I sat on the toilet and tried to mentally recall her charts. I was sure. Positive. I knew the few women here were all in sync and I couldn’t remember her bleeding this month or the last. I laddered my tights as I tugged them up, eager to get back to verify my suspicions. Went through the vague motions of a hand wash and dashed back to the lab. Shaking fingers meant two failed password attempts. And there it was on the screen. Confirmation. It logged everything core temperature, GPS, all her stats including periods. I swallowed and wondered just who I should tell.
But first, I double checked, pulled up the data recorded from her retinal camera. I’d long since passed the stage where I felt like I was checking up on a teenage daughter and robot rights thankfully weren’t yet an issue. A few of the cyberneticists had struggled when she first went AWOL and was caught in the park with a lad from the local Uni. They’d seen her as theirs, had formed what I thought was quite an unsavoury attachment to her. But this was just work for me. And if it meant checking up on just how close her and the Uni boy had got then so be it.
My breath stopped. Oh! She’d got clever. She’d either deleted the files or had somehow overridden her retinal camera recorder. Either way it didn’t bear thinking about if she suddenly started to see us as the enemy. I sat back. Mulled over the lack of periods. I hadn’t been in the meetings when the lad had been debriefed. All I knew was they weren’t supposed to see each other again. On screen evidence would suggest they had. And seemed to point to the fact that their relationship had progressed a lot further than the kiss on the park we’d all witnessed before she learnt to get rid of her camera images.

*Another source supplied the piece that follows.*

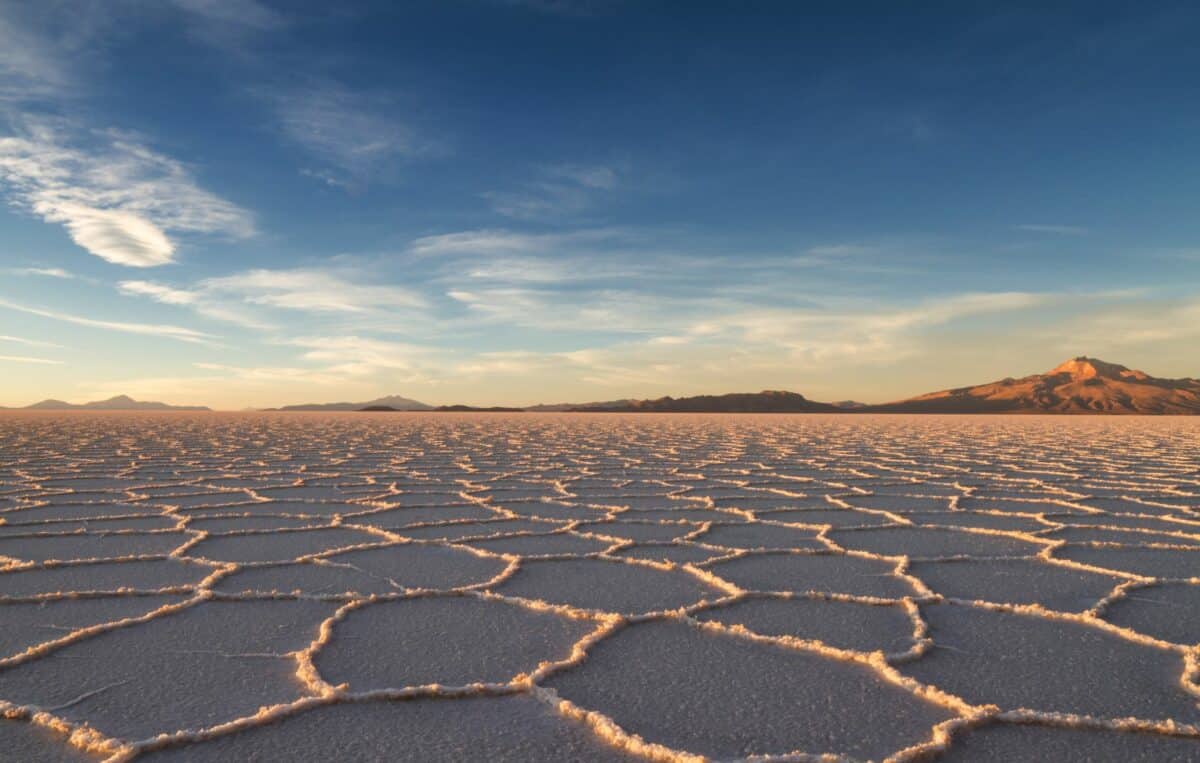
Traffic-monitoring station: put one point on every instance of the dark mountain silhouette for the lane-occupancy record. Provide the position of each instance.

He’d been given a story. But wasn’t told anything like the truth about who he’d shared his afternoon with. A girl so unlike any other previous A.I. experiments. She breathed without needing air to survive and bled although her blood was again surplus to requirements. Menstrual blood though. That did tell a tale. She created eggs, these released each month like any other fertile woman. And so, if fertilised, she could get pregnant like any other fertile woman. We’d envisaged test conditions. Cherry picked father. But just like every other stage in this experiment so far, it went its own way and seemed to take a life of its own.
Excitement bubbled within me. We couldn’t risk lover boy finding out about it. She wouldn’t leave GCHQ again. Trackers, GPS all meant she could be found but just how much damage she could do for the project before we got to her didn’t bear thinking about. And now it wasn’t just the project to worry about. It was the next stage of evolution.